The lingual veins on the dorsum, sides, and under surface of the TONGUE, as many of us are already aware, are capable of fast absorption of drugs, which is why for example, nitroglycerin is given by medical doctors under the tongue to people with angina. It gets there quick. The obvious analogy to this is that when you are swishing oil in your mouth for 20 minutes, of course your body is going to absorb whatever is in the oil.
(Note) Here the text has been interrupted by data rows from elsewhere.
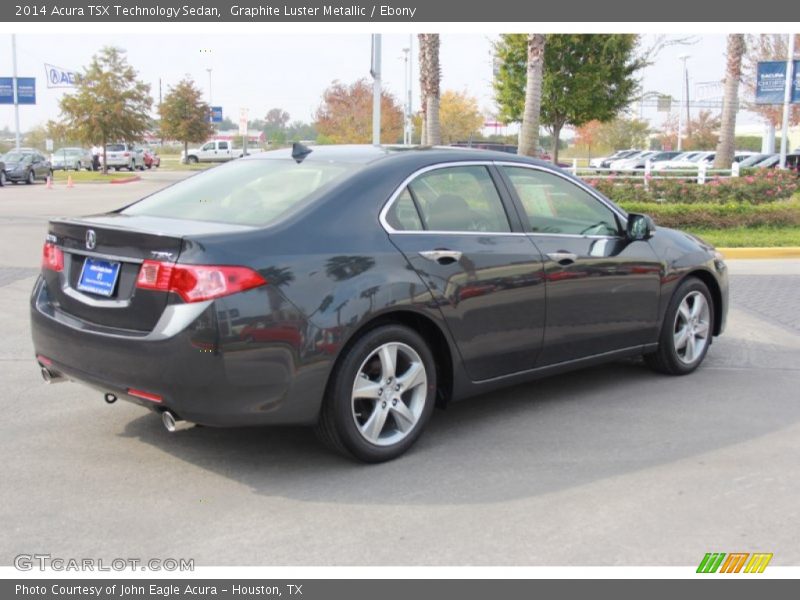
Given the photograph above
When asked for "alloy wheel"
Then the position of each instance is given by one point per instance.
(692, 327)
(389, 394)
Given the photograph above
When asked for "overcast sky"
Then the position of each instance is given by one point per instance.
(290, 71)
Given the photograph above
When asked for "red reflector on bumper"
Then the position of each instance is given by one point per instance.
(145, 395)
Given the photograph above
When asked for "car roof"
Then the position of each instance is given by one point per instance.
(366, 154)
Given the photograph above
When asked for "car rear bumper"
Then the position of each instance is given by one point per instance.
(195, 373)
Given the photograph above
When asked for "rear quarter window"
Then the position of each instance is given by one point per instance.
(243, 192)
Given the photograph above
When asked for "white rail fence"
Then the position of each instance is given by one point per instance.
(700, 175)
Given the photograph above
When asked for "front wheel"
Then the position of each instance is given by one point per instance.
(686, 332)
(381, 396)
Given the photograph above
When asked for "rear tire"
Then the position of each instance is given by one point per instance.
(381, 396)
(686, 332)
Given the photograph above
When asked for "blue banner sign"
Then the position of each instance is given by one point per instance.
(58, 77)
(6, 90)
(26, 90)
(771, 82)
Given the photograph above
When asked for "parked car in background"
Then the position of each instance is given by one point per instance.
(769, 162)
(121, 155)
(212, 151)
(640, 162)
(356, 287)
(151, 158)
(604, 161)
(683, 156)
(690, 162)
(626, 164)
(26, 165)
(72, 158)
(752, 161)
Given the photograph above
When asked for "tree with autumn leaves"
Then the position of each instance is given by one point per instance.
(584, 77)
(185, 116)
(345, 115)
(109, 103)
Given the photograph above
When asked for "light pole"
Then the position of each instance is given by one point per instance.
(407, 94)
(14, 86)
(375, 71)
(684, 98)
(787, 98)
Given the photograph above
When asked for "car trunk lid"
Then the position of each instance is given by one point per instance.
(102, 259)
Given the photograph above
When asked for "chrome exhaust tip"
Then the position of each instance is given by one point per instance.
(51, 377)
(172, 423)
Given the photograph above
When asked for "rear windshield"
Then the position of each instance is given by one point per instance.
(243, 192)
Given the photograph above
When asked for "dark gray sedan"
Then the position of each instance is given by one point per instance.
(355, 288)
(27, 166)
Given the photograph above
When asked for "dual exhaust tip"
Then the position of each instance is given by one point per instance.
(51, 376)
(173, 424)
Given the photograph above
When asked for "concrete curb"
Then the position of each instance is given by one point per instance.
(784, 252)
(126, 180)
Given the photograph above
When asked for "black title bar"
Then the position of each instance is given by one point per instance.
(414, 11)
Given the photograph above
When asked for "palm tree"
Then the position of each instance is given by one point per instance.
(529, 132)
(429, 77)
(730, 102)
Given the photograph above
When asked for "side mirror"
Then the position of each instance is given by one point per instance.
(640, 227)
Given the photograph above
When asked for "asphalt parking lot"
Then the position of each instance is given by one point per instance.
(617, 466)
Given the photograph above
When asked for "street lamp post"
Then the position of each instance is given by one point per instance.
(684, 99)
(407, 94)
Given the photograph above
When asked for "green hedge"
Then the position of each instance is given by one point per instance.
(765, 186)
(712, 215)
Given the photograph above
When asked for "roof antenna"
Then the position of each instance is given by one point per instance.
(299, 152)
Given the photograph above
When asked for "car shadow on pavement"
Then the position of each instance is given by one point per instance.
(527, 440)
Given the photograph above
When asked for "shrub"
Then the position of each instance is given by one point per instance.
(764, 186)
(712, 215)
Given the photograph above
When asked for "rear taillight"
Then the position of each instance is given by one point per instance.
(195, 283)
(145, 395)
(52, 257)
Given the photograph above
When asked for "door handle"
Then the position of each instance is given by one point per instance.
(443, 257)
(562, 257)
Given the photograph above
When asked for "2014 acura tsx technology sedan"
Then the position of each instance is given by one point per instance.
(354, 288)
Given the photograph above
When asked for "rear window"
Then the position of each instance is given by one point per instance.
(243, 192)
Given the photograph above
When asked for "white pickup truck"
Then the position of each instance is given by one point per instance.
(212, 151)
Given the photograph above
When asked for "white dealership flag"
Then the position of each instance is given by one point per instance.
(58, 77)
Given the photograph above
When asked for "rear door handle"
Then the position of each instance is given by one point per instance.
(562, 258)
(443, 257)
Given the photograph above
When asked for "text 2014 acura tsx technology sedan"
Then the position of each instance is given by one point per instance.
(353, 288)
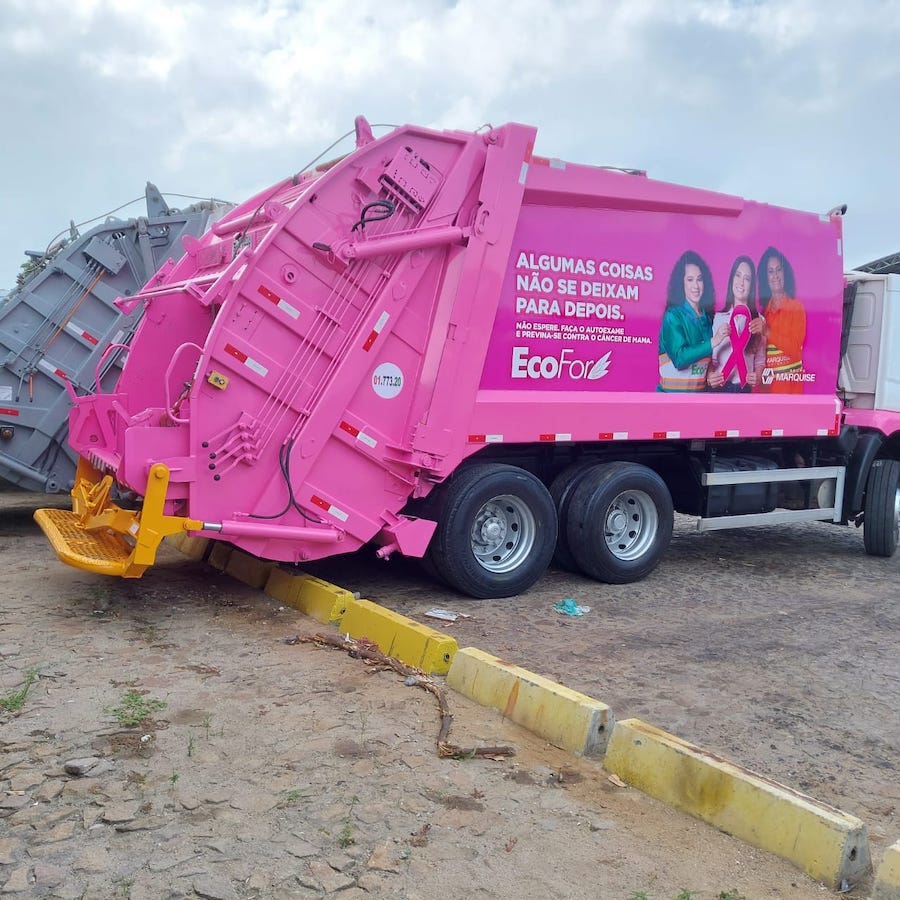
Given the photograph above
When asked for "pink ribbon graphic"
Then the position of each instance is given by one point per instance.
(739, 332)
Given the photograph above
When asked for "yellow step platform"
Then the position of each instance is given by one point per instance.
(93, 551)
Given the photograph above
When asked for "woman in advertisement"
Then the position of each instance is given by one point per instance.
(738, 361)
(785, 323)
(686, 338)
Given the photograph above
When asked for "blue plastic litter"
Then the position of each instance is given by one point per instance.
(569, 607)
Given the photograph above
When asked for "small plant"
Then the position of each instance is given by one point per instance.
(135, 708)
(345, 839)
(123, 887)
(15, 700)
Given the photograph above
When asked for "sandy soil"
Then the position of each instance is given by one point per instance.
(278, 770)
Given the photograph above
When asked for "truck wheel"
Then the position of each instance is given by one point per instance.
(496, 531)
(619, 522)
(561, 490)
(882, 509)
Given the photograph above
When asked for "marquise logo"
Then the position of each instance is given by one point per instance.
(561, 366)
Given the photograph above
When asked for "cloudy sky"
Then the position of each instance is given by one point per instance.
(791, 102)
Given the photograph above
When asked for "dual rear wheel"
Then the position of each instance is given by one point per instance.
(499, 527)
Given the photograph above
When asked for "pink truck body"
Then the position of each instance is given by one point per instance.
(342, 344)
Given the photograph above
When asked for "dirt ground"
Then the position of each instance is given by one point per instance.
(278, 770)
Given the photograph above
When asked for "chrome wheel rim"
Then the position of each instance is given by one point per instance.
(503, 534)
(631, 525)
(897, 515)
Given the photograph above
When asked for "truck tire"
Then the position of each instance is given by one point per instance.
(496, 531)
(881, 523)
(561, 490)
(619, 522)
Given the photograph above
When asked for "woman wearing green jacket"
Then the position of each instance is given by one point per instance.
(686, 337)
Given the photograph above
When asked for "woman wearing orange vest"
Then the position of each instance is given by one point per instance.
(785, 325)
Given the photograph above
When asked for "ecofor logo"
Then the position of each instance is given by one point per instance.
(559, 366)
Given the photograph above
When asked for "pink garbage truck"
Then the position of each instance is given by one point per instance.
(444, 345)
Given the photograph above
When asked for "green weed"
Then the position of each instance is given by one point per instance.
(15, 700)
(135, 708)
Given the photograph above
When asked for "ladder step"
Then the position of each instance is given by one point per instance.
(103, 552)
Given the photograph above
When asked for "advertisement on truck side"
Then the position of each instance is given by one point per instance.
(603, 300)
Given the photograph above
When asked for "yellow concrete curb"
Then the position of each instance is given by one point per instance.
(887, 879)
(318, 599)
(410, 642)
(824, 842)
(558, 714)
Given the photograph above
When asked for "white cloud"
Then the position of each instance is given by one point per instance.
(787, 102)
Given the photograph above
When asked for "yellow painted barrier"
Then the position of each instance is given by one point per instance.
(558, 714)
(887, 878)
(318, 599)
(412, 643)
(829, 845)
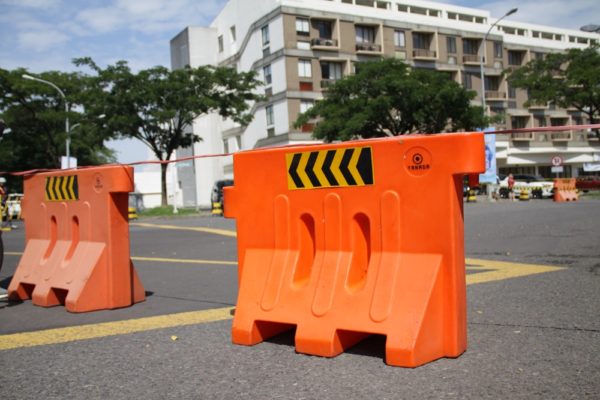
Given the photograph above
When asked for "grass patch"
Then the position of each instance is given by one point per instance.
(168, 212)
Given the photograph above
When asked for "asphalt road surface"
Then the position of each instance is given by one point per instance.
(533, 323)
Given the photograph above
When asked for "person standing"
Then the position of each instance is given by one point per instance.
(511, 184)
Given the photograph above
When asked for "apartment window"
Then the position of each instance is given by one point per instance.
(512, 92)
(399, 39)
(497, 49)
(451, 44)
(269, 112)
(515, 57)
(468, 80)
(470, 46)
(365, 34)
(265, 35)
(306, 105)
(540, 121)
(519, 122)
(324, 28)
(302, 27)
(304, 69)
(422, 40)
(267, 74)
(331, 70)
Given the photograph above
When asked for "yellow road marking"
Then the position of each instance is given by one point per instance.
(500, 270)
(223, 232)
(92, 331)
(490, 271)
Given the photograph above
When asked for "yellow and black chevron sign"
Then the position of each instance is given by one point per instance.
(330, 168)
(61, 188)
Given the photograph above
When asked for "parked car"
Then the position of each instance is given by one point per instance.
(217, 193)
(586, 183)
(537, 186)
(13, 205)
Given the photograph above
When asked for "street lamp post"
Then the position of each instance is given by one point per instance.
(68, 141)
(483, 53)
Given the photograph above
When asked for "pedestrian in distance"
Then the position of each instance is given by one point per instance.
(511, 184)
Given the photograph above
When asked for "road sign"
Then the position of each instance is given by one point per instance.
(557, 161)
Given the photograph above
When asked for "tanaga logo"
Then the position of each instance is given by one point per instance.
(351, 166)
(417, 161)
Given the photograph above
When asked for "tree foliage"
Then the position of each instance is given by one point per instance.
(387, 98)
(570, 79)
(158, 106)
(35, 114)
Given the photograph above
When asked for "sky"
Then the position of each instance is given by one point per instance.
(43, 35)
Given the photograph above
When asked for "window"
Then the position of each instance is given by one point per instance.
(324, 28)
(302, 27)
(305, 105)
(269, 112)
(422, 40)
(451, 44)
(497, 49)
(304, 69)
(265, 35)
(515, 58)
(470, 46)
(267, 74)
(399, 39)
(365, 34)
(331, 70)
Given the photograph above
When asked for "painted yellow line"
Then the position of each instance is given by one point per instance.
(501, 270)
(222, 232)
(92, 331)
(184, 261)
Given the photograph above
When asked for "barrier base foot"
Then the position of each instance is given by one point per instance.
(325, 343)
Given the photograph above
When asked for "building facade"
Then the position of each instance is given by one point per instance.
(300, 47)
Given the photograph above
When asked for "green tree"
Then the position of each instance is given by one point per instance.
(158, 106)
(35, 114)
(388, 98)
(570, 79)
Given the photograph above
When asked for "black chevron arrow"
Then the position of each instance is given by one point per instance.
(293, 168)
(365, 166)
(312, 159)
(344, 167)
(327, 168)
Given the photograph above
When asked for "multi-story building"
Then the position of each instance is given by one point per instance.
(299, 47)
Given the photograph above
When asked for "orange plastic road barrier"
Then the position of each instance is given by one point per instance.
(346, 240)
(77, 241)
(565, 190)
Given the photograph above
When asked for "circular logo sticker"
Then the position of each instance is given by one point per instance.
(417, 161)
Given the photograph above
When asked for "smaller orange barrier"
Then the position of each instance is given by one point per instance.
(565, 190)
(77, 241)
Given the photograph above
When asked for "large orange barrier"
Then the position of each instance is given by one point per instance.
(565, 190)
(77, 241)
(352, 239)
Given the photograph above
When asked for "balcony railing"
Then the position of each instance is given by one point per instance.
(424, 53)
(561, 136)
(494, 94)
(320, 42)
(471, 59)
(368, 47)
(522, 136)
So, for people who are deficient in fatty acids, it is possible that this may infuse your body with EFA’s sublingually if you are not eating enough in your diet. HOWEVER, absorption via the lingual veins is different than those veins working as filters going in the other direction, as in pulling toxins out.
3. The whole idea behind oil swishing is based on exposing the oil to the large veins under the tongue. But, basic human anatomy tells us that those blood vessels simply aren’t large enough to expose your blood supply to the oil in 15-20 minutes.
4. Any toxin that would be “attracted” to the oil would have to be fat-soluble. Fat soluble toxins aren’t just roaming loose in your bloodstream. They’re stored in your fat cells.
5. If oil-pulling somehow forced your body’s cells to suddenly release stored toxic material, it would first reach your body’s natural filtering systems, the liver and kidneys. You would have a very noticeably sick feeling if that were happening.
Bottom line? If you choose to walk around your house for 15 minutes with some sesame oil in your mouth, it’s not going to hurt you. And it may (and I say may cautiously) whiten your teeth a little and/or reduce plaque on the outside of your teeth.